The Korea Communications Commission (KCC) has unveiled guidelines to ensure that the proposed controversial merger between SK Telecom and CJ HelloVision is in the public interest.

The country’s broadcasting regulator will also focus on whether the deal meets investment feasibility plans.

The proposed acquisition, which is worth around 1 trillion won ($875 million), triggered antritrust concerns, as it combines the nation’s largest wireless carrier with the top cable TV network.

The reason for the emphasis on public interest is because CJ HelloVision distributes ready-made broadcasting content and makes programs outside of Seoul.

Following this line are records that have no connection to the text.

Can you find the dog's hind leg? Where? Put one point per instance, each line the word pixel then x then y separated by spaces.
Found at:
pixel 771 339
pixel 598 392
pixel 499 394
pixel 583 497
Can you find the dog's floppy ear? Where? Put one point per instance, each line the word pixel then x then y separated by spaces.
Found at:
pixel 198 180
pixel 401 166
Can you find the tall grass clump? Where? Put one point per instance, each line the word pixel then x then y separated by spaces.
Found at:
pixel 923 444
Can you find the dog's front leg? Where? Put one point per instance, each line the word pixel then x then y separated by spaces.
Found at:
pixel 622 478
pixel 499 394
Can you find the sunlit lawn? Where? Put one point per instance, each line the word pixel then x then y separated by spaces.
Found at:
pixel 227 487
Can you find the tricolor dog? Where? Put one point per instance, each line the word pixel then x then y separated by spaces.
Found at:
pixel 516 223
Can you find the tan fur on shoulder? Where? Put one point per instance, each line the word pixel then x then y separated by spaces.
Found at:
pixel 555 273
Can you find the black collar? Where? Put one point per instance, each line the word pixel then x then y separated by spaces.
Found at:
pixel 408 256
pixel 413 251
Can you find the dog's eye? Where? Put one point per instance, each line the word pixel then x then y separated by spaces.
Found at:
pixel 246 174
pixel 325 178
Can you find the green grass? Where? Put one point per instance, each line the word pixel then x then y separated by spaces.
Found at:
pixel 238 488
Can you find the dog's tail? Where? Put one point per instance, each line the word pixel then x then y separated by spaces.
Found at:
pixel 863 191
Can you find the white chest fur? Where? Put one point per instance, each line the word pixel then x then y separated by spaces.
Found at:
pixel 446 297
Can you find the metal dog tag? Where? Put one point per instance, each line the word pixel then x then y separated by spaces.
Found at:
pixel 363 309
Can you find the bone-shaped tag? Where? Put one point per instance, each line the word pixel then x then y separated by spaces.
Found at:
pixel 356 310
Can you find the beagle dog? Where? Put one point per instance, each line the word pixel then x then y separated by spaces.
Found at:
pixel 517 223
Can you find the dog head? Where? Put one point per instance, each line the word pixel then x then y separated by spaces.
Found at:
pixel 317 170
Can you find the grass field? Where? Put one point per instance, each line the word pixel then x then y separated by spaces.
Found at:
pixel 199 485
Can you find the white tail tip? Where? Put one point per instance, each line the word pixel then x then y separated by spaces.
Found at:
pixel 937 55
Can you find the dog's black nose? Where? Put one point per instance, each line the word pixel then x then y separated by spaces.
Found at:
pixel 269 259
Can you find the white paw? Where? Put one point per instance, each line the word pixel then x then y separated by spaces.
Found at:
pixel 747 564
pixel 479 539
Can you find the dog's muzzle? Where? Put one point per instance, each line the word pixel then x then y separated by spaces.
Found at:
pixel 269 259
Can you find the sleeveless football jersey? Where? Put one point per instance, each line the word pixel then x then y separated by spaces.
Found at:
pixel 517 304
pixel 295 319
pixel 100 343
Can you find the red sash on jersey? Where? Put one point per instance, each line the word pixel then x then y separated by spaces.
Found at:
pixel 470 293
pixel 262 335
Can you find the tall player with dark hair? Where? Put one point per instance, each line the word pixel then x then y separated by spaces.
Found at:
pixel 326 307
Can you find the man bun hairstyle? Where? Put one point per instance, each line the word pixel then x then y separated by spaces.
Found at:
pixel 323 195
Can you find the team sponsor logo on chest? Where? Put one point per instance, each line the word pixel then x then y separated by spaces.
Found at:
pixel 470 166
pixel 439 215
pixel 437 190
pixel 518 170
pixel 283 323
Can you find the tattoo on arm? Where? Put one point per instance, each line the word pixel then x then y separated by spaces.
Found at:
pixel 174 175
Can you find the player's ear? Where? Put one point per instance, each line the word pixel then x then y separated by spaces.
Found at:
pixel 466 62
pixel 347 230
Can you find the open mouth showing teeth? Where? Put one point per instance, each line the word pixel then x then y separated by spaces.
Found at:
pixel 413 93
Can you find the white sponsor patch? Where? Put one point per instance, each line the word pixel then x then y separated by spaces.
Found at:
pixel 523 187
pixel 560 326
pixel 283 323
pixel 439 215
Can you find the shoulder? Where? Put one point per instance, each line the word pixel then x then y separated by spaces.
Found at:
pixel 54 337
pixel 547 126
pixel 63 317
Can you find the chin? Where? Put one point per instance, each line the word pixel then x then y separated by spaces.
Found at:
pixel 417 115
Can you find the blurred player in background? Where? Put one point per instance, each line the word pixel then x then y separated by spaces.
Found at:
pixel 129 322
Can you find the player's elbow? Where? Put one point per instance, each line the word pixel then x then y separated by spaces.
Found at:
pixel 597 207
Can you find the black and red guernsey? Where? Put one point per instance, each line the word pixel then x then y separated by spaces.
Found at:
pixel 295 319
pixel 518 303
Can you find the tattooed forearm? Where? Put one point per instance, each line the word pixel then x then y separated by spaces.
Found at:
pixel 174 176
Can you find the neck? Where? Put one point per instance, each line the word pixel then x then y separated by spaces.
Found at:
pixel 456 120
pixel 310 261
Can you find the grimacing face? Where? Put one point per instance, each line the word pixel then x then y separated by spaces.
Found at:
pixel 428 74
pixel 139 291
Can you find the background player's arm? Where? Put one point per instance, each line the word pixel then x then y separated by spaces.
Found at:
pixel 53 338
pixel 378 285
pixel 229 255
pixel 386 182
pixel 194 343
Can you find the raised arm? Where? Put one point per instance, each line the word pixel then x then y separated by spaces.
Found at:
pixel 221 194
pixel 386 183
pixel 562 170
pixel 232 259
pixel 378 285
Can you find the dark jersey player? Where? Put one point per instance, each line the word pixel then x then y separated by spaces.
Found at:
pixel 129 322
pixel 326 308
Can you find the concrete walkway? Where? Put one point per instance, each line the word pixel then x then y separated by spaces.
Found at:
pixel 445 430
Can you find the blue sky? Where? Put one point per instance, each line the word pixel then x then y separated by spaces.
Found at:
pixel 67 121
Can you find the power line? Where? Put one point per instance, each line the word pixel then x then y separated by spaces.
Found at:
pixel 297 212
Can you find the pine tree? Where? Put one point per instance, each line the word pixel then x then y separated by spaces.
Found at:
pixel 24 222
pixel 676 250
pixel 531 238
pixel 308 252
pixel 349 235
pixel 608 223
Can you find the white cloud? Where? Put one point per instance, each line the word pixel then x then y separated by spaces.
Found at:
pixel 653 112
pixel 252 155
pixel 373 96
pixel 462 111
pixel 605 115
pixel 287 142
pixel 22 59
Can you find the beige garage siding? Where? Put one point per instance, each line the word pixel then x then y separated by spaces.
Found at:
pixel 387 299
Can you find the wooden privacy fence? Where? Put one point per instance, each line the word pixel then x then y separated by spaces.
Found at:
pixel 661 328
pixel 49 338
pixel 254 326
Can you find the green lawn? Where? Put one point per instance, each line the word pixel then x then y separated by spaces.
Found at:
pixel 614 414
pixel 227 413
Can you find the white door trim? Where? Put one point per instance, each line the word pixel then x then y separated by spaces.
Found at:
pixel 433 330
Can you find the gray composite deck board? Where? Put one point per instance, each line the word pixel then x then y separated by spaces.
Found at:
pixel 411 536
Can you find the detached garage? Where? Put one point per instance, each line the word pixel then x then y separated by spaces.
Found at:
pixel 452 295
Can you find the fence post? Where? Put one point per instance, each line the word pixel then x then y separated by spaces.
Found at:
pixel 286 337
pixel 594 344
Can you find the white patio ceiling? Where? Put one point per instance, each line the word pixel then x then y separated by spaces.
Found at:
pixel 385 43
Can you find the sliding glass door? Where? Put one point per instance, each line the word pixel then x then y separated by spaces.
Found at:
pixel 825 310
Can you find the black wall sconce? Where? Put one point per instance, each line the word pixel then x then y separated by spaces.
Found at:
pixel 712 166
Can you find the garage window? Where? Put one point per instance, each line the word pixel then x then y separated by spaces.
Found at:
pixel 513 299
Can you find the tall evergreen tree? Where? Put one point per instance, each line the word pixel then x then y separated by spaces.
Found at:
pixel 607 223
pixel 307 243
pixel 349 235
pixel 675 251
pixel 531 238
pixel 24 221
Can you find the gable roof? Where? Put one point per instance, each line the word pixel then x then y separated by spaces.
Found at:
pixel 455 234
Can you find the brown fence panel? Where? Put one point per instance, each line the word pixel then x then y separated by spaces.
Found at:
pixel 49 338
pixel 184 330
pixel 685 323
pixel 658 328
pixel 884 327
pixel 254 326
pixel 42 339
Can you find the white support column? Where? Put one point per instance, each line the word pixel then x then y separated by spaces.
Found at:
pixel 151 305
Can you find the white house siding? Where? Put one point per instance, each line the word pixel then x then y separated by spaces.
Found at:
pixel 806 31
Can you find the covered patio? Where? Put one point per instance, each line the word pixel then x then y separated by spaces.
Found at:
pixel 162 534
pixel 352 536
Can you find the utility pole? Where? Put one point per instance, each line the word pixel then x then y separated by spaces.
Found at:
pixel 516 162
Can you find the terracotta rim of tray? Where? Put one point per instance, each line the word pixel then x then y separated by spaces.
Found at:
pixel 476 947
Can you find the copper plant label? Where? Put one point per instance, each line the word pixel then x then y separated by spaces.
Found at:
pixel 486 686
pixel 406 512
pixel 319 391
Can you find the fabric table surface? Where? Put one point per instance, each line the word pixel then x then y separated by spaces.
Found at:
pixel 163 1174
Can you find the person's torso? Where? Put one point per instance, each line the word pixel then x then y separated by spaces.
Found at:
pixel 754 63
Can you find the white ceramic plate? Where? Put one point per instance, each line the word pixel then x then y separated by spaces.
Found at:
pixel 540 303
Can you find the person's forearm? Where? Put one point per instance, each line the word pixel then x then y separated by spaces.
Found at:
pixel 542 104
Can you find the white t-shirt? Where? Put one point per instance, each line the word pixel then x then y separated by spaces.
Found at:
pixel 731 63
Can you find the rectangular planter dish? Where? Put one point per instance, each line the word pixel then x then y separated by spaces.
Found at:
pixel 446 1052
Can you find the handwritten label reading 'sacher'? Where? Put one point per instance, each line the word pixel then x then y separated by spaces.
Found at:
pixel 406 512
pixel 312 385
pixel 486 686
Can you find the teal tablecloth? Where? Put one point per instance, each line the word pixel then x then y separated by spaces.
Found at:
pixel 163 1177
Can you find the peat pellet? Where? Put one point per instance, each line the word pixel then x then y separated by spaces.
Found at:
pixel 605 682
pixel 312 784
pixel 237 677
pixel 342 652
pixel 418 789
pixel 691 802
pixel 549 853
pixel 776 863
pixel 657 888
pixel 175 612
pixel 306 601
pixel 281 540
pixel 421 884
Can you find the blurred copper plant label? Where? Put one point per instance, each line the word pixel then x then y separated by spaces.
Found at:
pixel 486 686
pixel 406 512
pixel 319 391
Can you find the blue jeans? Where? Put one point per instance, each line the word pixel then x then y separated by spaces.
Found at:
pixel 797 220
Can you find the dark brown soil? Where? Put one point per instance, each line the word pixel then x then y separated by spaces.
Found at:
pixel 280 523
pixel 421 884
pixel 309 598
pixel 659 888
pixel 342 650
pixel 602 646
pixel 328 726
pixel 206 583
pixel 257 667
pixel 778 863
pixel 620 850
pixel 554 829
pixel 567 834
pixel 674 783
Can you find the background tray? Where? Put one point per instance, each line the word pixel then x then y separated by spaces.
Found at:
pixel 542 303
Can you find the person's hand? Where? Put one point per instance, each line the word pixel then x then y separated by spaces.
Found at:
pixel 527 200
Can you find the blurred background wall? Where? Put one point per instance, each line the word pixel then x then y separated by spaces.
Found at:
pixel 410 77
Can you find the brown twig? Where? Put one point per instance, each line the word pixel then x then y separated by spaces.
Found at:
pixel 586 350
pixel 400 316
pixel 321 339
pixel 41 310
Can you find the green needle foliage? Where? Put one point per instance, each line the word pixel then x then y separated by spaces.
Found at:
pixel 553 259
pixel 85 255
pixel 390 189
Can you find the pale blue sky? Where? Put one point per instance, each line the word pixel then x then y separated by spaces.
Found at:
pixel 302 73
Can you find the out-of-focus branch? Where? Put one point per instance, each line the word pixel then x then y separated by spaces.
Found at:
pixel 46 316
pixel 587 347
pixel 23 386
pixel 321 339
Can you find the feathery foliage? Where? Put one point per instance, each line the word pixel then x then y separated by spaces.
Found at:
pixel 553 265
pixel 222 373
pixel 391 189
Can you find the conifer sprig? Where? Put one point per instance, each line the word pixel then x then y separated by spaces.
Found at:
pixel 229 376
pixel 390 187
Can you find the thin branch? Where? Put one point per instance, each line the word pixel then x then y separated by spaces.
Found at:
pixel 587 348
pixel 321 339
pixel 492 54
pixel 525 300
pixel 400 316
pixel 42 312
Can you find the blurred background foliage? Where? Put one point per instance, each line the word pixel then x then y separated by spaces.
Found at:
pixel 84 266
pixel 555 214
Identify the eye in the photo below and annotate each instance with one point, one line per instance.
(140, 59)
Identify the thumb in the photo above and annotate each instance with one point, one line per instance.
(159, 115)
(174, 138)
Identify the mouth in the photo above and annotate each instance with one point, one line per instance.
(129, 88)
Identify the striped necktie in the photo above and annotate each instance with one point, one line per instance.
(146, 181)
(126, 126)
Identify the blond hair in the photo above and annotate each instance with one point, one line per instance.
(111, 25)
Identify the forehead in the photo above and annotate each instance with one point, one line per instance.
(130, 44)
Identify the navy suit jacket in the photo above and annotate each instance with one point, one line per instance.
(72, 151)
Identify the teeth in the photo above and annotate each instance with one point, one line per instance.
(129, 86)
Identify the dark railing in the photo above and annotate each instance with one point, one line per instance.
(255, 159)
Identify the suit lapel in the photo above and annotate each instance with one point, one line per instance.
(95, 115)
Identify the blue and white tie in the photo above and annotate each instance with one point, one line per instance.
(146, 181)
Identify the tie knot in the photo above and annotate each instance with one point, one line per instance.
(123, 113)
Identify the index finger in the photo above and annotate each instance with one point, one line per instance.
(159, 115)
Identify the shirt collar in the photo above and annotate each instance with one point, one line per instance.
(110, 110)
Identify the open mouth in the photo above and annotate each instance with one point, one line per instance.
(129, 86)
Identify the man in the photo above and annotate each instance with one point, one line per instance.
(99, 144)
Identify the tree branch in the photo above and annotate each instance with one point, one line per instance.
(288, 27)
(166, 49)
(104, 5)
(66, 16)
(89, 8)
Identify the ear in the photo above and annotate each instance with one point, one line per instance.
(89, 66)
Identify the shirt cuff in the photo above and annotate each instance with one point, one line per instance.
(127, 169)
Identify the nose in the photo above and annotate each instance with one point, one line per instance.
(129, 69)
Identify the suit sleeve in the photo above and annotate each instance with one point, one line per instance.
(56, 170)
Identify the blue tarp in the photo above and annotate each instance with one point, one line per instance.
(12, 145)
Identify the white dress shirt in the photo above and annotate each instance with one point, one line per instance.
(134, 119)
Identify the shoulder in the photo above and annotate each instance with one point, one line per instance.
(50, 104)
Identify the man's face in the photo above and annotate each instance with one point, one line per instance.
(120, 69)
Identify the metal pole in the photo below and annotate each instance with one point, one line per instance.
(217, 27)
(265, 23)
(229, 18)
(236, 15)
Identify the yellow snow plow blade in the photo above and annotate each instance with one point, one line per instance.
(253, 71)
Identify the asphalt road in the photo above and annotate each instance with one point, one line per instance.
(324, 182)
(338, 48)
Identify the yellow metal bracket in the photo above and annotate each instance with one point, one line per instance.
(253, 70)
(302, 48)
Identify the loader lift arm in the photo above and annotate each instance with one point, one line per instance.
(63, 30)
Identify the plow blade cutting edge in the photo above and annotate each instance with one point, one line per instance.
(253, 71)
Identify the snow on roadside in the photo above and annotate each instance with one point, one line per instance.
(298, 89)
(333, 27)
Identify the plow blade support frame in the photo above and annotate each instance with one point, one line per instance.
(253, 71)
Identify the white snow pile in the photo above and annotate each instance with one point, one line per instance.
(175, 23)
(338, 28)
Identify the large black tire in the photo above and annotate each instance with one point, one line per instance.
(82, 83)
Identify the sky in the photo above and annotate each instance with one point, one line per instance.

Some industry players, including competitors KT and LG U+ and civil rights groups, expressed worries that the acquisition could compromise fairness in the broadcasting industry.

Acknowledging the size and potential impact of the deal, the KCC will invite nine outside experts in media, legal and accounting circles to form a committee to look into the likely merger.

The committee will deliver its results to the Ministry of Science, ICT and Future Planning. Three government bodies - the KCC, the ICT Ministry and the Fair Trade Commission - engaged in the review process after SK Telecom filed for it last December.

In assessing the public interest, the committee will look at whether the deal will ensure free access to TV content by a diverse range of viewers.

The members will also discuss the prospects related to the diversification of TV content after the potential deal.

Another area of discussion is the investment feasibility proposed by SK Telecom and SK Broadband, a subsidiary of the carrier that operates IPTV services along with its landline business.

SK Telecom plans to invest 5 trillion won over the next five years in media-related businesses should the company’s proposal be approved. The company said the fund will go toward improving networks and building additional platforms to present different types of digital content.

While SK Telecom awaits a decision, major telecommunications rivals KT and LG U+ oppose the plan, maintaining SK Telecom’s management of the TV service provider could compromise public trust in the media business.

The two telecom firms are working together to derail SK’s proposal, saying the combination of the largest cable TV service provider and top telecommunications operator with a broadband subsidiary under its belt could violate fair business practices.